On 3/23/10 6:04 PM, Tommy Pham wrote:

If throwing hardware at it won't work because of the above mentioned,
then you would change the design right?  How long would that take?
What if PHP has threads, how long would it take you implement threads
with minor changes versus and overhaul of application design, coding,
QA, etc... In summary, you're saying that PHP can not grow/evolve with
business right?  If the company started small and want to use
available open source solutions, then grow quickly because of their
unique and quality products and services, and become enterprise level
with-in a few years, what then?  Slow down business growth just so
that IT can migrate everything to another language? Of all the
enterprise applications I've seen, they used threads.

Regards,
Tommy

The word "enterprise" is meaningless in this context because it provides no context for the distinction. What does "enterprise" mean?

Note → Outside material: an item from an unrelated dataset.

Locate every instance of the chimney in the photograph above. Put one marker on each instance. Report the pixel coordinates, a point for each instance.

Gets Captain Kirk to his next date? Is OpenOffice.org's plugin download site enterprise? Is Sony BMG enterprise? The sites for the cities of London and Athens? Whitehouse.gov?

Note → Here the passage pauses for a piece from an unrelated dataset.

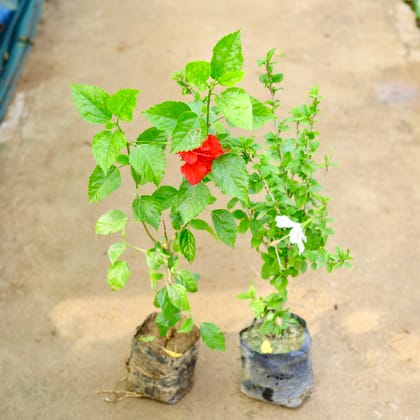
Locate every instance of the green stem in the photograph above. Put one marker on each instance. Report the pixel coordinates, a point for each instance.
(135, 247)
(208, 109)
(148, 232)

That's just a couple of sites now running on Drupal, a particular single-threaded PHP application. That's not counting the thousands of similar organizations running PHP (not even PHP-wrapping-custom-C like Yahoo) applications of various and sundry kinds. (Wikipedia anyone?) PHP *is* in the enterprise and quite happy there.

"Not ready for the enterprise" is a totally meaningless statement. Similarly, if you cannot think of any way to scale an application that doesn't involve threads then I question your competence as a programmer. Sure, threads can be one way to speed things up. There are lots and lots of others that may be more or less appropriate depending on the circumstances. Threads have their own scaling issues, namely they have to live within the same process on the same box. That means when you hit the maximum size of your server, you're done. That doesn't mean threads are bad, but they have their trade-offs just like everything else does.

But let's consider what adding threads to PHP would take. That would mean making PHP a shared-memory architecture, so that different requests now operated in the same memory space. That means RAM-based persistence. That means needing to write thread-safe PHP libraries. (Not the ones in C; I mean the millions of lines of code of PHP already out there.)

In short, adding threading support to PHP means PHP is no longer PHP. It's Java with dollarsigns. It's a complete and total rewrite of the entire language runtime and environment, and all of the code build atop it.

The idea that you could "just add threads" to PHP and make it "enterprise-ready" is so naive it's mind boggling.